We can all feel a little squirrelly when we’re cooped up inside. Luckily, nature offers quick relief when you and your family start climbing the walls.
Going outside can help you and your kids reset.
“Children are naturally drawn to outdoor play. Outside they can jump, run and balance. They can also be creative, practise skills, challenge themselves and explore the world around them,” says Ellen Pearce, manager of School Health & Wellness Promotion at Alberta Health Services (AHS). “Nature offers more than a much-needed breath of fresh air.”
Help for that squirrelly feeling
Being outside and active helps children and adults. It can:
- Fuel curiosity and exploration
- Improve mental health and well-being
- Build observation, problem-solving and social skills
- “Unplug” us from technology
- Boost confidence and self-esteem.
Being outside also helps us get a better night’s sleep, reduces stress, lessens depression and improves healing. For example, an often-quoted study in 1984 found hospital patients who had a window view of trees recovered faster, and with fewer complications, than patients with a brick-wall view.
A 2017 report published in the journal of Environmental Health Perspectives, called Nature Contact and Human Health: A Research Agenda, found nature offers many promising health benefits throughout life.
Study researchers noted many questions remain about the health benefits of being in nature. But it’s safe to say nature melts tension and revives our spirits. Try it yourself.
A few tips before you go:
Be prepared with clothing. “We always say there’s no poor weather, just poor clothing,” says Sayward Wilkinson Blanc, the program director for the Calgary Nature Kindergarten. Her students spend about 75 per cent of every day outside. In spring, the weather can change quickly. You may need to add or take off layers.
Remember hygiene. Bring hand sanitizer if you have it. Wash your hands with soap and water before you eat and whenever you come inside. Keep in mind public washrooms at parks and other places are closed. And peeing or pooping outside is not cool.
Let the kids lead. When your kids pick where to go and what to do, your family will have a more authentic experience, Wilkinson Blanc says. As well, your kids will be interested longer when they have a say.
No agenda needed. You don’t have to have an activity or even a destination when you go outside. Explore, look around. Repeat. Just remember how to get home (or back to your vehicle).
Be safe. Watch for slippery trails, icy patches and puddles. When near water (running or frozen), kids will need extra supervision.

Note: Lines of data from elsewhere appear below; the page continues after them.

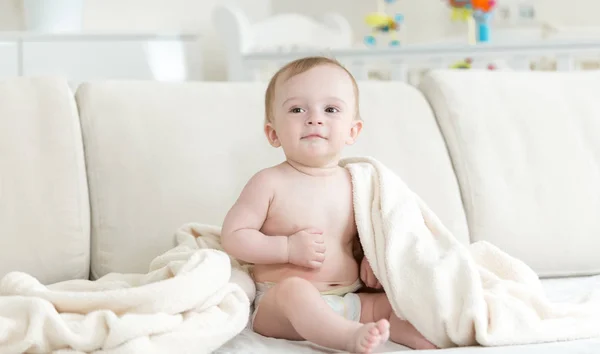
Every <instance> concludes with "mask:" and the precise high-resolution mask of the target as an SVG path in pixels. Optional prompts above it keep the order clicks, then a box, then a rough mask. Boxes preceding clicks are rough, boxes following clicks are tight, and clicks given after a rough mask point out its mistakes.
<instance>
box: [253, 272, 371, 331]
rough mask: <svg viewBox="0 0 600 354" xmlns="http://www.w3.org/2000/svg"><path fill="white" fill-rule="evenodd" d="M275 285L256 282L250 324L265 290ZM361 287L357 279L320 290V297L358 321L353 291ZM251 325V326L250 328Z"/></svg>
mask: <svg viewBox="0 0 600 354" xmlns="http://www.w3.org/2000/svg"><path fill="white" fill-rule="evenodd" d="M274 286H275V283H270V282H265V283H256V297H255V299H254V312H253V313H252V318H251V320H250V325H251V326H252V327H254V318H255V317H256V313H257V311H258V306H259V303H260V300H262V297H263V296H264V295H265V293H266V292H267V290H269V289H271V288H272V287H274ZM361 287H362V283H361V281H360V280H359V279H357V280H356V281H355V282H354V283H353V284H351V285H348V286H344V287H341V288H336V289H333V290H328V291H323V292H321V297H322V298H323V300H325V302H326V303H327V304H328V305H329V307H331V308H332V309H333V311H335V312H336V313H337V314H339V315H341V316H343V317H345V318H347V319H349V320H351V321H356V322H359V321H360V310H361V306H360V297H359V296H358V294H355V293H354V292H355V291H357V290H358V289H360V288H361ZM252 327H251V328H252Z"/></svg>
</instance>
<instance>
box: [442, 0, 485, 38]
mask: <svg viewBox="0 0 600 354" xmlns="http://www.w3.org/2000/svg"><path fill="white" fill-rule="evenodd" d="M446 1H448V5H450V7H451V8H452V14H451V16H450V18H451V19H452V20H453V21H463V22H467V25H468V36H469V43H470V44H475V43H482V42H488V41H489V40H490V28H489V19H490V17H491V13H492V11H493V9H494V7H495V6H496V0H446Z"/></svg>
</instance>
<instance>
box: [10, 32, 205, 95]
mask: <svg viewBox="0 0 600 354" xmlns="http://www.w3.org/2000/svg"><path fill="white" fill-rule="evenodd" d="M0 53H1V55H0V77H5V78H6V77H13V76H48V75H50V76H55V75H58V76H63V77H67V78H68V79H69V80H70V81H71V82H72V83H74V84H77V83H79V82H83V81H89V80H98V79H140V80H158V81H171V82H179V81H187V80H201V79H202V77H203V65H202V56H201V43H200V36H199V35H196V34H169V33H157V34H152V33H148V34H145V33H140V34H118V33H82V34H79V33H64V34H45V33H44V34H42V33H30V32H16V33H10V32H8V33H2V34H0ZM15 63H16V65H15Z"/></svg>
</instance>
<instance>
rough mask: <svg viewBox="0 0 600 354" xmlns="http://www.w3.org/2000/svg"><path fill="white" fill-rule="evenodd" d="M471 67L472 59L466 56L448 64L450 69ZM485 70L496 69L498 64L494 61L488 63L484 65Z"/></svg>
mask: <svg viewBox="0 0 600 354" xmlns="http://www.w3.org/2000/svg"><path fill="white" fill-rule="evenodd" d="M472 67H473V59H472V58H466V59H465V60H461V61H458V62H456V63H454V64H452V65H450V69H467V70H468V69H471V68H472ZM486 69H487V70H498V66H497V65H496V64H495V63H489V64H488V65H487V66H486Z"/></svg>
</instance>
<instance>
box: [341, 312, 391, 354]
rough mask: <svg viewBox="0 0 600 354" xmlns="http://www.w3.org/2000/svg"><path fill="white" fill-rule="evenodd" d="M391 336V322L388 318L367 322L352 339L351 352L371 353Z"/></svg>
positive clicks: (352, 337)
mask: <svg viewBox="0 0 600 354" xmlns="http://www.w3.org/2000/svg"><path fill="white" fill-rule="evenodd" d="M389 337H390V323H389V322H388V320H379V321H377V322H371V323H366V324H364V325H362V326H361V327H360V328H359V329H358V330H356V332H355V333H354V336H353V337H352V339H351V343H350V348H349V351H350V352H351V353H361V354H362V353H371V351H372V350H373V349H375V348H377V347H378V346H379V345H380V344H383V343H385V342H387V340H388V338H389Z"/></svg>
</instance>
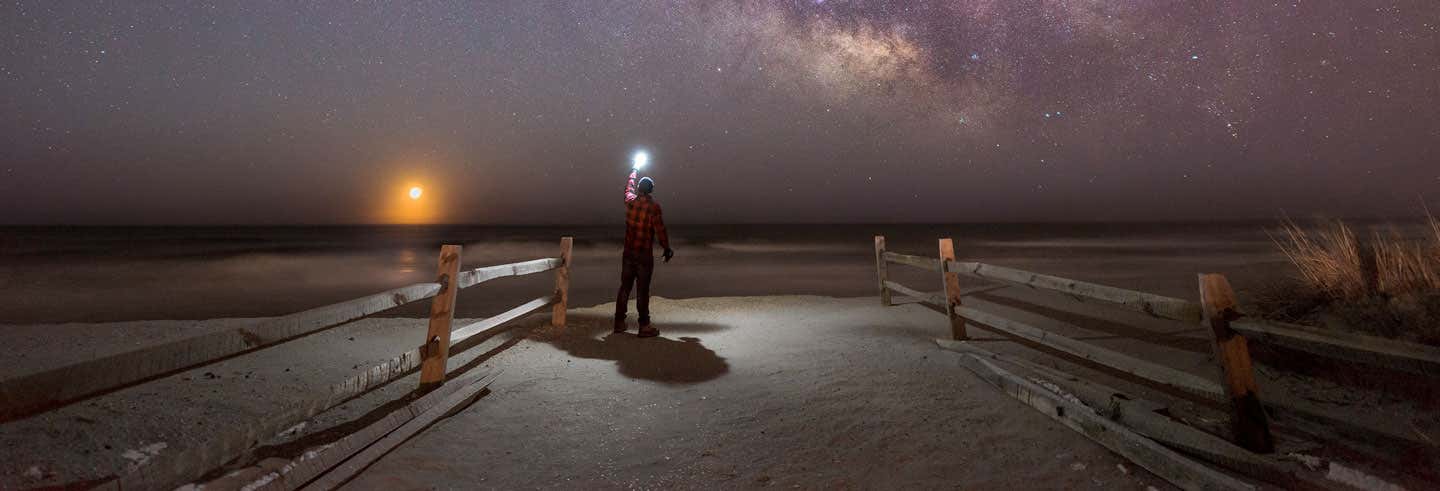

Go for a walk. Start right outside your door. Even in our busiest city centres, birds, insects and plants are all around us when we look for them. Blanc says spring is the ideal time to look for little changes every day. Older kids can make notes about what they see.
Map your route. During or after your adventure, chart your course and note what you saw, where. You can add more with each new outing and turn it into a geographical journal by adding photos.
Stop and listen. Even the most remote places in Alberta have some noise. As well, with traffic reduced across the province, many of us who live near busy roads can hear natural sounds we don’t normally hear. Ask your children what they hear — and what’s making the sound. Is it a bird, an animal, water or a creaking tree?
Stop and breathe. Pause for a few moments and just breathe. Look around, up and down or close your eyes. Be grateful in the moment. Even young children can benefit from some quiet, reflective breathing. If your children are older, consider a short meditation. It’s uplifting.
Scavenger hunt. See Winter Nature Scavenger Hunt checklist from the Edmonton Family Fun website. The site has lots of other COVID-19-aware family activities and many other communities are sharing similar information.
Count birds. Hundreds of thousands of birds are starting their spring return to Alberta and points north. It’s a great time to watch for them. Use Nature Alberta’s free downloadable bird checklists to track the winged wonders you spot. You can also count other animals, such as deer, rabbits and coyotes.
Bathe in nature. The Japanese practice of shinrin-yoku translates to forest bathing. This reflective practice is all about taking in nature with all your senses. Bask in the sun, fill your lungs with air, listen to the wind. You can do this anywhere outside. And it can wash away negative feelings and promote positive feelings.
We’ve slightly modified these five steps to shinrin-yoku from Grow Wild UK.
Be fully present in the experience. Turn off your phone and put away your camera or any other distractions.
Leave behind your goals and expectations. Wander aimlessly, allowing your body to take you wherever it wants.
Pause from time to time. Look more closely at a leaf or notice the sensation of the path beneath your feet.
Listen to the sounds around you. See how the behaviour of the birds and other animals changes when they become used to your presence.
Resist talking until the end of the walk, when you can gather to share your experiences.